Following a temporary suspension of production during the COVID-19 pandemic, the series was shifted to the 8:30 PM from 15 June 2020. Between 2020 and 2023, Asianet introduced several new serials, including Padatha Painkili and Thoovalsparsham, in the 8:30 PM slot, replacing Mounaragam to 9:00 PM. However, due to low reception for new entries, Mounaragam was repeatedly reassigned to the 8:30 PM slot during this period.

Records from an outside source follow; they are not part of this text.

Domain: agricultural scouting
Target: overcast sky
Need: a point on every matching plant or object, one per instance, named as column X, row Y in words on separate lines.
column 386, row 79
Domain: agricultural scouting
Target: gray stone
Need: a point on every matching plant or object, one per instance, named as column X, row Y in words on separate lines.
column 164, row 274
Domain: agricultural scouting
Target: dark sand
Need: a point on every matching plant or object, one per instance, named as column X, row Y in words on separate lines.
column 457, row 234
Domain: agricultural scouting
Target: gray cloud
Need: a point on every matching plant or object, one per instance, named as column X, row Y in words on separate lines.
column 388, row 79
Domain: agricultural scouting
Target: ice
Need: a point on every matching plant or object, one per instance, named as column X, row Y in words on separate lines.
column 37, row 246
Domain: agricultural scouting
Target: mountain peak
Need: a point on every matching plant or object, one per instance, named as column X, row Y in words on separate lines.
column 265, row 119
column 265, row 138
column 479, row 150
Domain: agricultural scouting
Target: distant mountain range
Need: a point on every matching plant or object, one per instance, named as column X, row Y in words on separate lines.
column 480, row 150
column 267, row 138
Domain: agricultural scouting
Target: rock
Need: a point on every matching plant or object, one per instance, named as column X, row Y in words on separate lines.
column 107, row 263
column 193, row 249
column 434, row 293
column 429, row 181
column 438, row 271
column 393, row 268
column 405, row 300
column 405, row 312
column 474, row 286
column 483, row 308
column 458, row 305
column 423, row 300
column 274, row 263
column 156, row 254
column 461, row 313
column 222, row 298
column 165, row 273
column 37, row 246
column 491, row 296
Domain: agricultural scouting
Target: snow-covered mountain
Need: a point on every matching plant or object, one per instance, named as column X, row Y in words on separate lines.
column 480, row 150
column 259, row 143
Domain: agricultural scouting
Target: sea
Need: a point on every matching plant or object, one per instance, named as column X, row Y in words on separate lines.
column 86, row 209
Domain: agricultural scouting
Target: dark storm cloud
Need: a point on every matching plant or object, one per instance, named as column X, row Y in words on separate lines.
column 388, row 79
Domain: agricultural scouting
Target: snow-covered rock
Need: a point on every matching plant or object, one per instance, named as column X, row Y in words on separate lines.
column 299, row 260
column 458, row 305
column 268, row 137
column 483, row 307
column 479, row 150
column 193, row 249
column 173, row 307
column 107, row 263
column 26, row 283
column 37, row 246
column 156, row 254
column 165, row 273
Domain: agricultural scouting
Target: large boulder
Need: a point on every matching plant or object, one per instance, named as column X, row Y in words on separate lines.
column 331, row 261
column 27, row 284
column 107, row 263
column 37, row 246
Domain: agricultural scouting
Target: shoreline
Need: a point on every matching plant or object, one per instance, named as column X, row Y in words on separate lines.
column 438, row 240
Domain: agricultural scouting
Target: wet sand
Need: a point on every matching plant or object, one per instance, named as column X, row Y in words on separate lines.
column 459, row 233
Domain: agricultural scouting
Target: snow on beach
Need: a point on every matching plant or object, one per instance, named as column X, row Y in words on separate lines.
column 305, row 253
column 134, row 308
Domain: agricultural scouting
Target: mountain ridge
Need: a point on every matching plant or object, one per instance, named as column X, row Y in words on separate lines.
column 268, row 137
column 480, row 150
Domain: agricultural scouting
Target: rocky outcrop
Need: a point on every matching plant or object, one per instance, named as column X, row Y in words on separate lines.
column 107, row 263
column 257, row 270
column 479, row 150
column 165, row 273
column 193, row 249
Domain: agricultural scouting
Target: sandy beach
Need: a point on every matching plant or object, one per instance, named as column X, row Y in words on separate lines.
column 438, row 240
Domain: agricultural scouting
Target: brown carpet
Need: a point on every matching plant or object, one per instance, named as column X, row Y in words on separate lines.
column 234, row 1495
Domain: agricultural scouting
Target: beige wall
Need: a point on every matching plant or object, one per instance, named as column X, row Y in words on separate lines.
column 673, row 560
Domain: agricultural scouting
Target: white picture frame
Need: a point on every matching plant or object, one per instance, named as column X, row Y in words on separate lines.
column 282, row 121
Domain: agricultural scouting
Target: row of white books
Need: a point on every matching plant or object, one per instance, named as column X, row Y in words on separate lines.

With the launch of the series Patharamattu on 15 May 2023, the show was moved back to the 9:00 PM slot.

For the launch of Janakiyudeyum Abhiyudeyum Veedu, Mounaragam was shifted to the 9:30 PM slot. Within a few weeks, the series was moved back to the 9:00 PM slot due to low reception of the new series.

With the introduction of the series Pavithram, Mounaragam was shifted to the 9:30 PM slot from 16 December 2024.

From 3 August 2025, due to launch of Bigg Boss Malayalam Season 7, Mounaragam was moved to evening slot 6:00 PM

On 27 April 2026, the series is again shifted to Night 10.30 PM replacing with Nagarani, it eventually ended on 29 May 2026.

===Viewership===
The TRP performance of Mounaragam according to Broadcast Audience Research Council (BARC) is as follows:

| Month / Period | Rank | Ref |
|---|---|---|
| February 2020 | 5 |  |
| July 2020 | 2 |  |
| September 2020 | 5 |  |
| October 2020 | 4 |  |
| January 2021 | 4 |  |
| May 2021 | 3 |  |
| August 2021 | 4 |  |
| October 2021 | 5 |  |
| November 2021 | 4 |  |
| March 2022 | 4 |  |
| July 2022 | 3 |  |
| November 2022 | 5 |  |
| January 2023 | 1 |  |
| February 2023 | 1 |  |
| May 2023 | 4 |  |
| June 2023 | 2 |  |
| July 2023 | 1 |  |
| September 2023 | 1 |  |
| October 2023 | 5 |  |
| December 2023 | 3 |  |
| January 2024 | 2 |  |
| February 2024 | 2 |  |
| June 2024 | 5 |  |
| August 2024 | 4 |  |
| September 2024 | 3 |  |
| December 2024 | 6 |  |
| April 2025 | 5 |  |
| May 2025 | 5 |  |
| July 2025 | 5 |  |
| September 2025 | 7 |  |
| October 2025 | 8 |  |
| November 2025 | 9 |  |
| April 2026 | 10 |  |
| May 2026 | 8 |  |

==Crossover==
Mounaragam had a crossover episode with Patharamattu from November 20 to November 24, 2023. The second crossover, a special Mahasangamam episode, aired on February 14, 2024, as a one-hour Valentine's Day special.